Fast forward to the 1990s when I was director of the UCI Bookstore at the University of California, Irvine. The associate director of the bookstore pioneered our involvement in the world wide web and he created one of the first online presences of a bookstore in the US. He also created a music department in the bookstore and it rapidly became one of the finest regarded outlets for classical music in the area. I supervised the creation of two online presentations to complement the jazz and classical music sections of the music department. The Jazz Photography of Ray Avery became one of the first online presentations of jazz photography, and I began to import hard to find jazz CDs from Japan and Europe for sale to customers. Orpheus In Aix was created by the same web wizard who designed the Ray Avery presentation as a complement to the classical music department at the bookstore. Those presentations had a brief online life in the 1990s.
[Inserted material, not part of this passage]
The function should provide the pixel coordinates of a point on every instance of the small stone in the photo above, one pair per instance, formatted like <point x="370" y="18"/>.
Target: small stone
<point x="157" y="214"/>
Orpheus In Aix celebrated the music of Darius Milhaud as reviewed by Elizabeth and Elliott Hurwitt in the spring and summer 1993 editions of Schwann/Opus. I contacted the Hurwitts and secured their permission of present their appreciation online. Fortunately the Internet Wayback Machine captured this presentation and it has resided peacefully in the data banks for the last twentyfive years.
The music industry of my youth with wonderful presentations of cover art and carefully crafted liner notes on 12″ LPs gave way to the digital era and diminished presentation of music on Compact Disk in the latter years of the twentieth century. We now seem to be in an age where the digital download has further diminished our documentation of music that the aforementioned liner note on the 12″ LP so wonderfully expanded our appreciation and understanding of the music.
I began blogging like many others at the dawn of the new century. Our aims share much in common, an appreciation of neglected musicians and composers that deserve attention that is lacking in this download era. My JazzResearch site is dedicated to celebrating jazz artists from the 1950s and earlier eras to highlight their achievements for new generations of listeners. I hope that DariusMilhaud.org will do the same for the music of Milhaud and his contemporaries.